A Hands-on Introduction to R

OSCON 2013 Speaker Series

R is an open-source statistical computing environment similar to SAS and SPSS that allows for the analysis of data using various techniques like sub-setting, manipulation, visualization and modeling. There are versions that run on Windows, Mac OS X, Linux, and other Unix-compatible operating systems.

To follow along with the examples below, download and install R from your local CRAN mirror found at r-project.org. You’ll also want to place the example CSV into your Documents folder (Windows) or home directory (Mac/Linux).

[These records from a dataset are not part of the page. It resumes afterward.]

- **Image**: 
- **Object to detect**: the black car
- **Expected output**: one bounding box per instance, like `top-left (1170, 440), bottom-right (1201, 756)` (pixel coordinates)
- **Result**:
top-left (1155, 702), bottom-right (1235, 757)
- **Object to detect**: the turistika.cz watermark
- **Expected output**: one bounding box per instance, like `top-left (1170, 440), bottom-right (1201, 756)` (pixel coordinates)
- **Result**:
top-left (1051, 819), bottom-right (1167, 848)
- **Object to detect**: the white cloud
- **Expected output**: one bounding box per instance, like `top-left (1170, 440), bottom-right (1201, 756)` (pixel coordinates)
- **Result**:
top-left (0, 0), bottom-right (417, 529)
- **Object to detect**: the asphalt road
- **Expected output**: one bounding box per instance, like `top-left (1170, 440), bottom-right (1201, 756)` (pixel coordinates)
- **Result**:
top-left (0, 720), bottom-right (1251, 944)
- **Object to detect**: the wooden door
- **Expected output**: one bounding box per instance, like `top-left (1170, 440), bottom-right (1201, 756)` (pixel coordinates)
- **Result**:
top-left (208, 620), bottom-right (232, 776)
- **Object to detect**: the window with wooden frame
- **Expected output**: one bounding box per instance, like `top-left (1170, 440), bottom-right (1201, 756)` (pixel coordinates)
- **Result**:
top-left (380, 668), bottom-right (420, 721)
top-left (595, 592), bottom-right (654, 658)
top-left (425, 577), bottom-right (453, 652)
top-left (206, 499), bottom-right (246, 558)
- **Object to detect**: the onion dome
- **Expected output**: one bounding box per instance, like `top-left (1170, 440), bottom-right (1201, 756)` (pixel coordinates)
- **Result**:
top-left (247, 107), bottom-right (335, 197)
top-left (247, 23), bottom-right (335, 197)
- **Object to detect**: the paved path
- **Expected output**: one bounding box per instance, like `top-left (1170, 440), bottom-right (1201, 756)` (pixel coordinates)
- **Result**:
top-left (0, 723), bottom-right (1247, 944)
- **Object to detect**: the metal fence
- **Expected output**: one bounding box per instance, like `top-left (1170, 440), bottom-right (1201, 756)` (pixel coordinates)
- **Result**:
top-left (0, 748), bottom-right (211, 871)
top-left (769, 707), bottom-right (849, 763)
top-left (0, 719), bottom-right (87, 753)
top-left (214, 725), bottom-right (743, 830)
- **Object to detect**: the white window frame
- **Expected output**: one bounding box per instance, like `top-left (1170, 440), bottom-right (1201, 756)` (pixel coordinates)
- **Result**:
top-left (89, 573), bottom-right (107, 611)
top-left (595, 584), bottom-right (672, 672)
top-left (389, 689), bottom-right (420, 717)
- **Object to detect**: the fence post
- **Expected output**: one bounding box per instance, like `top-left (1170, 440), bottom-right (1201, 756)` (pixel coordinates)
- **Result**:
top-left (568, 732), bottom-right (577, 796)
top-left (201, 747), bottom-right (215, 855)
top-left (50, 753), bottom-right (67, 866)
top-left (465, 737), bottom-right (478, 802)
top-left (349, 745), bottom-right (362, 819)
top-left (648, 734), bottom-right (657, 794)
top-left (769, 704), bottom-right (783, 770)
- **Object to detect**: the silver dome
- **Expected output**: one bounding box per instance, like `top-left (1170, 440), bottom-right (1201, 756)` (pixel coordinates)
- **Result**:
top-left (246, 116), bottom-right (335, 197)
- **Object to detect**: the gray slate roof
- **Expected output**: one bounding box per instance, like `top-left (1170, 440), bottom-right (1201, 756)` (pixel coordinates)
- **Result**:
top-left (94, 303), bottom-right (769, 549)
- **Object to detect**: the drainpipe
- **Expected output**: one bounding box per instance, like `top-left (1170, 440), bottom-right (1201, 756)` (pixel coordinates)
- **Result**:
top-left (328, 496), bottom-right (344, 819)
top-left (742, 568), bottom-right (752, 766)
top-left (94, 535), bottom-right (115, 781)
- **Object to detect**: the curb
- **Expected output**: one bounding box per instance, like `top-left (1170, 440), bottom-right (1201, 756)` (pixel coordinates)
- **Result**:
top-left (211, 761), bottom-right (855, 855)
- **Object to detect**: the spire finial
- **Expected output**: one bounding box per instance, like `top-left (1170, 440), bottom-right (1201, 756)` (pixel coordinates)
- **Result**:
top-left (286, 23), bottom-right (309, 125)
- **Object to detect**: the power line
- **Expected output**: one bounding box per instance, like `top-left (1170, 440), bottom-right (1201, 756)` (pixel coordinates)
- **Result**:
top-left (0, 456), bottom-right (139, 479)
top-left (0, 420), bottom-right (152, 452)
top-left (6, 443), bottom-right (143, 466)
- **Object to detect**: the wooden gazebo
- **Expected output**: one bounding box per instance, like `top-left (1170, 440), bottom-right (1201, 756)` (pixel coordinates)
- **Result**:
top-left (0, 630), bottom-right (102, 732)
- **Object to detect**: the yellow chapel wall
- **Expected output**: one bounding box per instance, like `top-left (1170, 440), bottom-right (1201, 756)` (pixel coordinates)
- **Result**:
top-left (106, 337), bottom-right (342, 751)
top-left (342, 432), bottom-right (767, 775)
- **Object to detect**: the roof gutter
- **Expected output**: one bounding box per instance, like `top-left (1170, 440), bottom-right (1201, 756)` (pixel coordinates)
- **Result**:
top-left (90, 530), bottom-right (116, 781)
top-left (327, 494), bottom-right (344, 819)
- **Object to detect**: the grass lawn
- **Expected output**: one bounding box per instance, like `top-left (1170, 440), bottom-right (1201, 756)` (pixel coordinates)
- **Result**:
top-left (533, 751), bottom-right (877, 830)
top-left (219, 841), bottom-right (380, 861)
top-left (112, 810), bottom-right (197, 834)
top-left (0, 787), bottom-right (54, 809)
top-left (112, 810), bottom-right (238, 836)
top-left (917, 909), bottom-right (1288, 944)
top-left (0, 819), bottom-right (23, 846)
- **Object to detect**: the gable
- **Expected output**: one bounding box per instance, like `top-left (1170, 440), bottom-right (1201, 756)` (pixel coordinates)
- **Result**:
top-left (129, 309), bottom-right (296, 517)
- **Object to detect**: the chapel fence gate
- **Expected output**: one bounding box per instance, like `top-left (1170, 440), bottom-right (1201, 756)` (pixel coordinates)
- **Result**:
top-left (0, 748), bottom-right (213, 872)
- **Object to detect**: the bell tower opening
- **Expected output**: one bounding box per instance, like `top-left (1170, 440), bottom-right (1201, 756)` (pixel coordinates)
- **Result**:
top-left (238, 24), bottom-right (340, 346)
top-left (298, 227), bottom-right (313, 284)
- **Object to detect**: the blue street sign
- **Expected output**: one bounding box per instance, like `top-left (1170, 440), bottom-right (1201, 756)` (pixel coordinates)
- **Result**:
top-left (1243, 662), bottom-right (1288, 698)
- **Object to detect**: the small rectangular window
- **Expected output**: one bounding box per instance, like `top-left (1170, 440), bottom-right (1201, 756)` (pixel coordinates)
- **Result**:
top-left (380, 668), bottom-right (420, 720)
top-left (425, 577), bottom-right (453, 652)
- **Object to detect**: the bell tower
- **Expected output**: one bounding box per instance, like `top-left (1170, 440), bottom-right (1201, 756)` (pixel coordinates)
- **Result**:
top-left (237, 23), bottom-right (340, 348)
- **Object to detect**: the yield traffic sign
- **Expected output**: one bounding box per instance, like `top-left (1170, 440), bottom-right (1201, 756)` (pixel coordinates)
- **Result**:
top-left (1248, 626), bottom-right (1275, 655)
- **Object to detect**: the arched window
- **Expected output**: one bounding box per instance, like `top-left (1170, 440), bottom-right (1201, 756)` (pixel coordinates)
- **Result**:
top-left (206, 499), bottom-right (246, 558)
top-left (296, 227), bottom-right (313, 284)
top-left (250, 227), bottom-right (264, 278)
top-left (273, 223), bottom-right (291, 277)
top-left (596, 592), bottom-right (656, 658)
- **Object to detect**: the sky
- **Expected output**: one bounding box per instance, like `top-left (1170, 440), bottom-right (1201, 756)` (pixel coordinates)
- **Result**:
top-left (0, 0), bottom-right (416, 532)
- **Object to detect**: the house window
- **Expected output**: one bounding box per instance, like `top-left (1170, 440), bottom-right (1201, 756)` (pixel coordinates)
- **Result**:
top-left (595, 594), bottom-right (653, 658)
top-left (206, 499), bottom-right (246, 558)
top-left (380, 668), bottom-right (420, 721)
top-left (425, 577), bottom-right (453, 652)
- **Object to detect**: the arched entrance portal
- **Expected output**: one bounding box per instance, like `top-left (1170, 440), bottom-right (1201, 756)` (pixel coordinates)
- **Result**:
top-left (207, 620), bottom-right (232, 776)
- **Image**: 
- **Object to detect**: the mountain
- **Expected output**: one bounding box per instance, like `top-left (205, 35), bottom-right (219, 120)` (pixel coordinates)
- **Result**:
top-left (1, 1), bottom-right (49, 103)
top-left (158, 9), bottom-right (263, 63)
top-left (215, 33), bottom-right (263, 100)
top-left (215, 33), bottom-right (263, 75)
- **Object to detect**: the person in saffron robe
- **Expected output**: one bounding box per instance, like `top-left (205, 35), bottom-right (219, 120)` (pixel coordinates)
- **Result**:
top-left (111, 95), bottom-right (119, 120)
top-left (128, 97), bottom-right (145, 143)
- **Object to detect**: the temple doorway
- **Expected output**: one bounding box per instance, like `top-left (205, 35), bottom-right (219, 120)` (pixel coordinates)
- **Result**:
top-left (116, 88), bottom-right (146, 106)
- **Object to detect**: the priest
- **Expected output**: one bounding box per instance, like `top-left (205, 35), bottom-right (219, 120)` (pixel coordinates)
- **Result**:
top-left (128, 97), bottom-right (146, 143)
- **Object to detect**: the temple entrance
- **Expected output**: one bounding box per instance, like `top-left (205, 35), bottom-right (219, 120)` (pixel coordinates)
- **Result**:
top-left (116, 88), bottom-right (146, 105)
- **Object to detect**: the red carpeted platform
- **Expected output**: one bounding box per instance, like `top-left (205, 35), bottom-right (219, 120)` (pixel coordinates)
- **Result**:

After installation, open the R application. The R Console will pop-up automatically. This is where R code is processed. To begin writing code, open an editor window (File -> New Script on Windows or File -> New Document on a Mac) and type the following code into your editor:

1+1

Place your cursor anywhere on the “1+1” code line, then hit Control-R (in Windows) or Command-Return (in Mac). You’ll notice that your “1+1” code is automatically executed in the R Console. This is the easiest way to run code in R. You can also run R code by typing the code directly into your R Console, but using the editor is much easier.

If you want to refresh your R Console, click anywhere inside of it and hit Control-L (in Windows) or Command-Option-L (in Mac).

Now let’s create a Vector, the simplest possible data structure in R. A Vector is similar to a column of data inside a spreadsheet. We use the combine function to do so:

raysVector <- c(2, 5, 1, 9, 4)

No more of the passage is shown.